Key Takeaways
- Decentralized perpetual futures (perps) achieved a record monthly trading volume exceeding $1.3 trillion in October.
- This milestone marks the first time DEX monthly trading volume surpassed $1 trillion, showing significant growth relative to centralized exchanges.
- Factors contributing to this surge include stricter risk controls on centralized exchanges pushing liquidity on-chain and U.S. Federal Reserve rate cuts.
- Market volatility on October 10th, including a major liquidation event, also highlighted the capabilities and reliability of DEXs.
- Open interest in perpetual futures reached approximately $17.9 billion during this period.
Perpetual Futures on DEXs Surpass $1 Trillion Monthly Trading Volume
Decentralized perpetual futures (perps) have reached an impressive milestone, with October’s monthly trading volume soaring past $1.3 trillion. This figure nearly doubles September’s volume and represents the first time decentralized exchanges (DEXs) have achieved over $1 trillion in monthly trading volume, underscoring their growing challenge to centralized exchange dominance.
📊 The open interest (OI) for perpetual futures stood at approximately $17.9 billion. Data from DeFiLlama shows that the on-chain perpetuals’ monthly trading volume in September exceeded $738 billion.

From Niche to Trillion-Dollar Market: The Rise of DEX Derivatives
Perpetual futures, crypto derivatives enabling speculation on price movements without an expiration date, were historically dominated by major centralized exchanges (CEXs) such as Binance, Coinbase, and OKX. However, increased regulatory scrutiny and more stringent risk management protocols on CEXs over the past year have prompted a significant shift of liquidity towards on-chain platforms.
Decentralized platforms, including Hyperliquid, Lighter, and EdgeX, alongside those built on Ethereum and Arbitrum, have increasingly gained user adoption. Collectively, these platforms handled over $1 trillion in notional trading volume last month. Juan Pellicer, a researcher at Sentora, observed that this migration to on-chain trading is a direct consequence of tighter risk controls and reduced market-making activities on CEXs.
💡 On-chain protocols are now introducing innovative execution models designed to attract a broader spectrum of traders, including those employing slower, more strategic approaches often referred to as the long tail of the market. The inherent transparency and composability of these platforms further enhance their appeal to users.
According to a Sentora report, on-chain derivatives are transcending their niche status to become the marginal venue for leverage in crypto, influencing how risk is transmitted throughout the ecosystem.
Federal Reserve Rate Cuts Influence Leverage Demand
Recent interest rate cuts by the U.S. Federal Reserve have indirectly boosted the demand for leverage across various risk assets. By reducing the cost of dollar funding, these cuts make holding fully collateralized spot positions less attractive compared to leveraged positions via perpetual futures. This occurs because lower base rates increase the shadow value of collateral and diminish the appeal of alternative USD funding methods, thereby making perpetual futures exposure more cost-effective relative to holding spot assets.
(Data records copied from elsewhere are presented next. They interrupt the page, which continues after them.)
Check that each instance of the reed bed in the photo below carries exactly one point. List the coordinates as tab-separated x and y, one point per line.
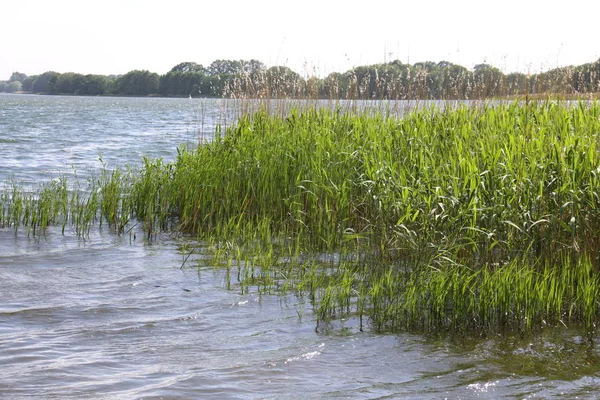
476	218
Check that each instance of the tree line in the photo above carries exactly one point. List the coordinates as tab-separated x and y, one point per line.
252	79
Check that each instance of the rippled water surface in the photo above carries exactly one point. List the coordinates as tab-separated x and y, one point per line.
116	317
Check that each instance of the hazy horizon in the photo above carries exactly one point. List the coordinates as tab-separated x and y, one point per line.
114	37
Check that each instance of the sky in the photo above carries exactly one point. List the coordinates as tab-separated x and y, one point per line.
312	37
October 10th Market Volatility Boosts Record Volumes
The record trading volume in October may also be linked to the brief market downturn experienced on October 10th. This event, reportedly triggered by an announcement of increased tariffs on China, led to the largest liquidation event recorded in the crypto market to date.
⚡ During this period, several major CEXs encountered downtime and technical issues due to the overwhelming trading volume and user pressure. This disruption prompted a greater number of traders to utilize DEXs for their trading activities.
Hyperliquid, a prominent perpetual DEX, reported the liquidation of over 1,000 wallets on October 10th alone. On that single day, on-chain perpetual markets achieved a record single-day trading volume of $78 billion, showcasing the scalability and readiness of decentralized platforms to compete effectively with their centralized counterparts.
Final Thoughts
The decentralized perpetual futures market has shown remarkable growth, surpassing $1 trillion in monthly trading volume for the first time in October. This expansion is fueled by a confluence of factors, including the migration of liquidity from CEXs due to stricter regulations and an increasing demand for leveraged trading opportunities, further influenced by evolving central bank monetary policies.
The resilience of DEXs was notably demonstrated during periods of market stress, highlighting their capacity to manage high volumes and significant liquidation events, positioning them as increasingly vital players in the derivatives landscape.